Wir geben den Kunden ein Managementtool an die Hand, mit dem sie nicht nur Strom oder auch andere energetische Themen wie Gas überwachen können. Sie erhalten daraus auch Handlungshinweise, weil sie in diesem Bereich natürlich keine Profis sind. Wir zeigen konkret auf, was sie wo wirklich machen können, um Strom einzusparen. Und da sind wir schnell bei zweistelligen Zahlen im prozentuellen Bereich.

Das war die Idee, mit der wir gestartet sind – damit arbeiten wir auch nach wie vor. Aber wir haben uns auch weiterentwickelt, weil es schnell direkt Anfragen aus der Industrie und anderen Bereichen gab.

ÖkoVision: Kernteam besteht aus drei Personen

Gehen wir einen Schritt zurück: Ihr seid eine Ausgründung aus der Universität Kassel. Du hast ÖkoVision mit einem Schulfreund gestartet, mit Alexander Bock. Seid ihr immer noch befreundet?

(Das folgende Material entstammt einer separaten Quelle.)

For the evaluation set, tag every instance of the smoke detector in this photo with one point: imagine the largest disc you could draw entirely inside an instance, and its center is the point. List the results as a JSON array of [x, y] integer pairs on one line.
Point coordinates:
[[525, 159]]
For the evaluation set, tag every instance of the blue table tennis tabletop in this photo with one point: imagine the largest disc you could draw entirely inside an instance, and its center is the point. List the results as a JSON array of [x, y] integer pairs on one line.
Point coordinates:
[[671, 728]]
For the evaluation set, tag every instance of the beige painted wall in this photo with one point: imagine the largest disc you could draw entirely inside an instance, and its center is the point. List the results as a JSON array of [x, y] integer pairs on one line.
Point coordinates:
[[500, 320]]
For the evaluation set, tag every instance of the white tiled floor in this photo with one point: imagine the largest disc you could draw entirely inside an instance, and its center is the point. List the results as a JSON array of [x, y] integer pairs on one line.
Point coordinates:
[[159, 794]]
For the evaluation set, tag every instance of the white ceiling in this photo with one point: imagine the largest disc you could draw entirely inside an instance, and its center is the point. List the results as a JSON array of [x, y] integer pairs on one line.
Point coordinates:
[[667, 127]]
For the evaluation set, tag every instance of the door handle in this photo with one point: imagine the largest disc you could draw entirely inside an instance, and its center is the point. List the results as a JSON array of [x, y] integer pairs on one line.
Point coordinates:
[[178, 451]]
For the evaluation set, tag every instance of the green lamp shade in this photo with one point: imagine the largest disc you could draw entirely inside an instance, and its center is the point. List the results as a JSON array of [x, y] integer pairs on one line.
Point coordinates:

Ja, auf jeden Fall. Es ist natürlich jetzt eine etwas andere Situation, weil noch eine geschäftliche Ernsthaftigkeit hinzugekommen ist. Aber das passte damals schon gut: Er brauchte jemanden, der vielleicht nicht ganz so detailverliebt ist wie er selbst. Ich jemanden, der detailverliebter ist, als ich es bin. Er ist Naturwissenschaftler, ich komme aus dem Kaufmännischen, deswegen hat das für eine Gründung sehr gut gematcht.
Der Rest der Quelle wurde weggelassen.